Spin Bike Components

A spin bike has adjustable handlebars, an adjustable seat, adjustable resistance knob, a flywheel, and adjustable clip-in pedals. Clip-in pedals allow cyclists to attach their shoes or cleats directly onto the pedals. If you do not have cycling shoes, you can use the adjustable straps to hold your feet in place. It is important to make sure the feet are secure because the flywheel on the spin bike weighs roughly 30-40 pounds. If your feet slip off the pedals, the flywheel will keep turning and so will the pedals. This can cause serious injuries to your feet, ankles and legs.

Spin Bike Cardio Workouts

The best spin bike cardio workouts are led by professional spin instructors. These spinning workouts are set to music and they are highly choreographed. Spin bike cardio workouts in classroom settings can help burn approximately 500-700+ calories, especially for rigorous rides. What this means is that if you participate 100 percent, complete all intervals and stay hydrated, you will burn the maximum number of calories your weight and body type will allow. This figure is typically in the range of 500-700 calories.

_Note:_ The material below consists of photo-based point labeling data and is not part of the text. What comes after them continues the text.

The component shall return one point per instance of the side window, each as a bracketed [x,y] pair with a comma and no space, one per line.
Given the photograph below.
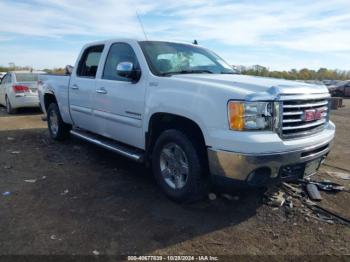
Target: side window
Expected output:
[119,52]
[89,61]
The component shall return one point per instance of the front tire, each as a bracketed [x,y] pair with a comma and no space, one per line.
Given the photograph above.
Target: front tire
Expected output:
[9,108]
[178,167]
[57,128]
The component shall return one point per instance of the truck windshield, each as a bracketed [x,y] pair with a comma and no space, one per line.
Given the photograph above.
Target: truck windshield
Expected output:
[165,58]
[26,77]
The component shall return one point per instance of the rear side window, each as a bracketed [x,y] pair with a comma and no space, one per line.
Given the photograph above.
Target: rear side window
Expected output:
[26,77]
[89,61]
[119,52]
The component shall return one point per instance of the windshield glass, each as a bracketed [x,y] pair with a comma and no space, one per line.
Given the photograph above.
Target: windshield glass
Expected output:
[26,77]
[166,58]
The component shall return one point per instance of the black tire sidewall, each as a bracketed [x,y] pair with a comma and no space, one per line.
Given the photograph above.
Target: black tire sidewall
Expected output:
[190,190]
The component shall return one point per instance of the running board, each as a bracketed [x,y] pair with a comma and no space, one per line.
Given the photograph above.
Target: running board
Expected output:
[129,152]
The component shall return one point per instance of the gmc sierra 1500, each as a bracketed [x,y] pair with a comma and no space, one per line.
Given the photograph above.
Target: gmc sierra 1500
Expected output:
[184,110]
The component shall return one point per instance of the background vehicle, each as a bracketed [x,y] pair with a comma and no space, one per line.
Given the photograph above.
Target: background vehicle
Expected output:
[185,111]
[19,89]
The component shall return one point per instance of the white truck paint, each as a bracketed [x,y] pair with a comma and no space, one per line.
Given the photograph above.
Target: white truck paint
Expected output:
[122,110]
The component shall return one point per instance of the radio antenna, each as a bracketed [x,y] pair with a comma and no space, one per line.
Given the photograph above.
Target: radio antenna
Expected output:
[140,21]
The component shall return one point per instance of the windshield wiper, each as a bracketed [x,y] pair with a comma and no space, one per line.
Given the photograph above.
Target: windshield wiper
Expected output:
[187,72]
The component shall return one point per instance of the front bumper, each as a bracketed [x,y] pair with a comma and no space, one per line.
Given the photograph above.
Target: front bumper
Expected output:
[261,169]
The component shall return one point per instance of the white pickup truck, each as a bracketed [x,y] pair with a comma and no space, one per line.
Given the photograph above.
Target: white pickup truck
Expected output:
[185,111]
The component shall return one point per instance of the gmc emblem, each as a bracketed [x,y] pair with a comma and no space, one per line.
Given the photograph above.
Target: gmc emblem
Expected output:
[313,114]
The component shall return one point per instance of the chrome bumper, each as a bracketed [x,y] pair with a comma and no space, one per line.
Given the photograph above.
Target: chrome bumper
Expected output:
[243,167]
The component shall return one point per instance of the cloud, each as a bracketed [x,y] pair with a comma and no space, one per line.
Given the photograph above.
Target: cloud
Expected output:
[286,28]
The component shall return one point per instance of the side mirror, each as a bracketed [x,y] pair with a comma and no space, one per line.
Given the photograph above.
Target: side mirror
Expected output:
[68,69]
[126,69]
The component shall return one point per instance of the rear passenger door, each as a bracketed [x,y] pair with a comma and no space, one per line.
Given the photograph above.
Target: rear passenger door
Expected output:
[82,88]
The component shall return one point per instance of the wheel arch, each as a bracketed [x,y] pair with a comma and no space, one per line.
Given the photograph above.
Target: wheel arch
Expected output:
[162,121]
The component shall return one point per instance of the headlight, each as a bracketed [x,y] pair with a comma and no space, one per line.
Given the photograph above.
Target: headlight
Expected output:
[250,115]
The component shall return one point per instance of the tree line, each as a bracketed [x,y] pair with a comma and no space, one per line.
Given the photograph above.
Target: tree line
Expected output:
[257,70]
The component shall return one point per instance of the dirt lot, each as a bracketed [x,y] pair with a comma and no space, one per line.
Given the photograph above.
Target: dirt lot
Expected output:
[86,199]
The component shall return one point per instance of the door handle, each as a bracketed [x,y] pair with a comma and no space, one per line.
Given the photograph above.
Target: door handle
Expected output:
[101,91]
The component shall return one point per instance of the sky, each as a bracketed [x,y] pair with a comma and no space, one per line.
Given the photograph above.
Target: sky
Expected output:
[280,35]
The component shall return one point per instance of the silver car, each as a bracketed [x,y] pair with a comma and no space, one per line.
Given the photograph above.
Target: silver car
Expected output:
[19,89]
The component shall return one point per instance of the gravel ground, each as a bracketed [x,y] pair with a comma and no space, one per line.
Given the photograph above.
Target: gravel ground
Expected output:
[73,198]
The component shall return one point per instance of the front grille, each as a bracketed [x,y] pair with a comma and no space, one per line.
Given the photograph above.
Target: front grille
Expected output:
[297,117]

The most effective spin bike cardio workouts feature jumps, climbs and sprints. These workouts typically last for 60 minutes and the moves are completed in intervals ranging from 15 seconds up to two minutes or more. Climbs are usually the longest and they can be done seated or standing. During a climb, the cyclist must adjust the resistance until it is difficult to pedal. The legs should not spin out of control.

All spin workout moves must be very controlled in order to be effective and prevent injury. Once you have reached the “top of the hill,” you can release the tension to a comfortable resistance and head down hill. Once at the bottom of the hill, you can begin the process all over again. A minimum of three minutes per interval is recommended.

Jumps are typically performed in sets. The number is up to you, but five sets is a good starting point. The cyclist must continue pedaling while easing out up an off the seat in a standing position for say, 10 counts, then down for 10 counts. This is one set. The set should be repeated until you have reached the number of sets desired.

Sprints are simple but effective. In most cases, the resistance is very low. However, the resistance should not be so low that the flywheel is doing all of the work for you. A minimum of seven full twists of the wrist on the resistance knob should do it. For advanced riders, tension levels may be much higher. Sprints are also completed in intervals. The rider will alternate between spinning as fast as he can and releasing the tension and cycling at a normal pace. There are no hard and fast rules about the number of sprints you should complete, so it is best to assess your goals first before settling on a figure. For example, if you are trying to burn calories and fat, a minimum of 10 sprints is an excellent start. If you are spinning for maintenance, a minimum of five sprints is perfectly fine.